At some point, most women experience heavy bleeding during their period. Some women, however, suffer from such heavy periods that it interferes with their lives. They miss work or are afraid to leave the house during their periods. One medical term for these abnormally heavy and prolonged periods is menorrhagia.
What qualifies as an abnormally heavy period? Having to change your pad or tampon more than every one or two hours; a period that lasts longer than a full week; and/or flow that includes large blood clots are all included in this definition.
One of the most common causes of menorrhagia or heavy menstrual bleeding is a hormonal imbalance that brings on menstrual cycles but not ovulation. This can happen during adolescence or menopause. During adolescence, after girls have their first periods, and for several years before the onset of menopause when menstruation stops, hormones levels are fluctuating and that can lead to excessive uterine bleeding during menstrual periods.
Other causes for heavy flow include:
Uterine fibroids have been known to cause heavier than normal or prolonged menstrual bleeding. These often benign tumors of the uterus appear during your thirties or forties.
Uterine polyps – small, benign growths – on the lining of the uterine wall may cause heavy or prolonged menstrual bleeding.

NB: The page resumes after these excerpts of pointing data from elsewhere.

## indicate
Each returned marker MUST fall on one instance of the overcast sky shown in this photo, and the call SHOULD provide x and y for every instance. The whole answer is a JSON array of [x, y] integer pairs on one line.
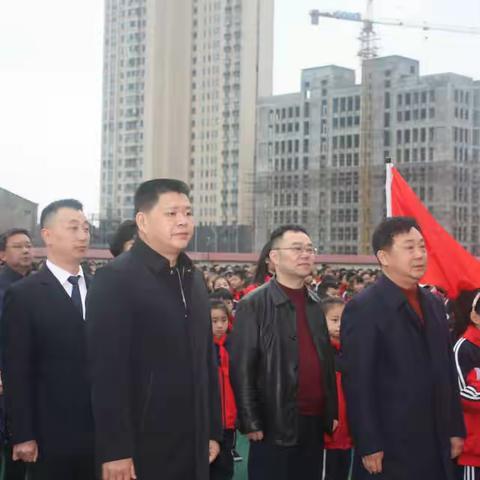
[[51, 76]]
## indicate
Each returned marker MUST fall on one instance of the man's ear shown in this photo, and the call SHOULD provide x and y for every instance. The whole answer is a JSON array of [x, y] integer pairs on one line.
[[45, 234], [141, 221], [382, 257], [273, 256]]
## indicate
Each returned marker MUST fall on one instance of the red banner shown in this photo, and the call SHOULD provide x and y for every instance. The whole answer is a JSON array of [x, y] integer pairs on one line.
[[450, 266]]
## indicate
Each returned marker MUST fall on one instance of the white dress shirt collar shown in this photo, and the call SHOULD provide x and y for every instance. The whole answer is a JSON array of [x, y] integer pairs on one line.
[[60, 274]]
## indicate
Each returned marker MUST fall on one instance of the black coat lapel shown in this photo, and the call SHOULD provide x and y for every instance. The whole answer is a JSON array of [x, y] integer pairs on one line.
[[48, 279]]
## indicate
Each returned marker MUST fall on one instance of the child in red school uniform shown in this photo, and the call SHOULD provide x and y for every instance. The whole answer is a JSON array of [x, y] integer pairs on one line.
[[338, 446], [467, 360], [222, 467]]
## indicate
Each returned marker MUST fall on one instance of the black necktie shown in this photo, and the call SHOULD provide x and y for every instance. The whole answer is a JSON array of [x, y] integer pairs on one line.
[[76, 297]]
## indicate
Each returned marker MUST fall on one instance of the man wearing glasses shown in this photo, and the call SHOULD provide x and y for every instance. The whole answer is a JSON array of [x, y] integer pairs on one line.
[[16, 253], [282, 367]]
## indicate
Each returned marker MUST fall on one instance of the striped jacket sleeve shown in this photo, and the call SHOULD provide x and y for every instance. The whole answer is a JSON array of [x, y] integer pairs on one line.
[[468, 375]]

They typically occur in women of reproductive age with high hormone levels.
Adenomyosis occurs when glands from the endometrium become embedded in the uterine muscle and then cause heavy bleeding and pain. This generally develops in middle-aged woman who have had several children.
IUDs or intrauterine devices used for contraception are a potential cause of heavy menstrual bleeding or menorrhagia. When an IUD is the cause of excessive menstrual bleeding, you should have the device removed.
Rarely, but sometimes, uterine cancer, ovarian cancer and cervical cancer can cause excessive menstrual bleeding.
Some bleeding disorders – such as von Willebrand's disease – can cause abnormal menstrual bleeding.